Une chose cependant n’échappait plus au jeune homme : il savait reconnaître cette lumière singulière dans le regard d’Évariste, celle qui annonçait qu’il avait trouvé les clefs du problème. Cela coïncidait en général avec la découverte du tueur, car Évariste avait fait des criminels les plus inventifs sa spécialité.

Mais, à cet instant, son regard était éteint.

— Quelle impression vous a faite mademoiselle Duval ? demanda Évariste en rompant près de quatre heures de mutisme.

— Celle d’une femme triste et abîmée.

— Excellent, mon ami. Pour une fois, votre jugement en matière de femmes n’est pas catastrophique, se moqua gentiment l’enquêteur.

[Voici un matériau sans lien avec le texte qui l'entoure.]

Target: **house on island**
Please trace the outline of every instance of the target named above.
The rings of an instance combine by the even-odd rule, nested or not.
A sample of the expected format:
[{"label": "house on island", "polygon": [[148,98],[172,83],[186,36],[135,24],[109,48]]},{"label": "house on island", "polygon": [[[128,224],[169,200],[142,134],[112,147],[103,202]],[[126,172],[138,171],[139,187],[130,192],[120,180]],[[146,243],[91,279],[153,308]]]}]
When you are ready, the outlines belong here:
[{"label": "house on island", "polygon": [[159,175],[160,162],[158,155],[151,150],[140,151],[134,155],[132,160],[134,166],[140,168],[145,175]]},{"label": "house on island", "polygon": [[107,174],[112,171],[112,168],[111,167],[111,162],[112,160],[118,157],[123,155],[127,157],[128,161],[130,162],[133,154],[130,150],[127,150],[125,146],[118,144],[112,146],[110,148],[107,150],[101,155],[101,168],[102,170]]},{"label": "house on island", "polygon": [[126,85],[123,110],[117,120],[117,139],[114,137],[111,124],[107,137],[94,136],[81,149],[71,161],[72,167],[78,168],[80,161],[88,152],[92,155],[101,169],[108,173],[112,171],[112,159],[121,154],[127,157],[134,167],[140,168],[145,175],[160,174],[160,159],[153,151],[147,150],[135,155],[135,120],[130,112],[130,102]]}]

— Mon jugement en matière de femmes n’est pas toujours catastrophique, se défendit Isabeau en fronçant le nez.

— Il est intéressant de noter que vous avez choisi abîmée comme qualificatif, et non brisée, qui est plus commun.

— J’imagine que quelqu’un de brisé n’a plus aucune force ni aucune énergie. Je visualise une personne grise et absente. Mais cette femme a encore de l’énergie et a l’air prête à se battre.

— Il y a en effet quelque chose dans son regard qui pétille encore.

— Pensez-vous qu’elle soit mêlée à ces meurtres ?

— Mêlée, forcément. Elle connaissait les victimes, et elle travaille à la fondation qui a organisé les festivités. Je soupçonne que nous avons affaire à une construction criminelle plus complexe qu’il n’y paraît. Il y a de la mise en scène et de la stratégie dans la réalisation de ces meurtres.

— Vous recommencez.

— À faire quoi ?

— À avoir plus d’empathie pour l’assassin que pour les victimes.

— Évidemment, les victimes sont mortes. Elles n’ont que faire de mon empathie. En revanche, l’assassin, lui, est toujours vivant, et a besoin de moi.

— Besoin de vous ? s’étonna Isabeau avec un léger dégoût.

— Enfin, pas de moi en tant que personne, mais de moi en tant que spectateur. Sept morts offerts au public dans un lieu célèbre chargé d’histoire. Mon ami, si ça, ça n’est pas du spectacle, je ne sais pas ce que c’est.

— La vengeance, la trahison, la jalousie, l’amour. Ce ne sont pas les mobiles qui manquent, et ils sont tous différents.

— En ce qui les concerne, inutile de mettre au point un plan aussi audacieux et risqué. La plupart des assassins de grande envergure veulent communiquer avec le premier qui entend leur voix. C’est dans leur nature que d’interagir avec le monde. Ils meurent d’envie de lui donner une leçon. Ils sont comme des enfants qui tirent sur la jupe de leur mère pour attirer leur attention.

— Sept morts, je crois qu’on peut dire qu’il l’a mise en pièces, la jupe de sa mère.

— Vous voyez, vous vous rangez à mon avis. Dans ce genre de cas, il vaut mieux se mettre à la place du tueur que de la victime, parce que le premier a toujours des choses plus intéressantes à dire que la seconde.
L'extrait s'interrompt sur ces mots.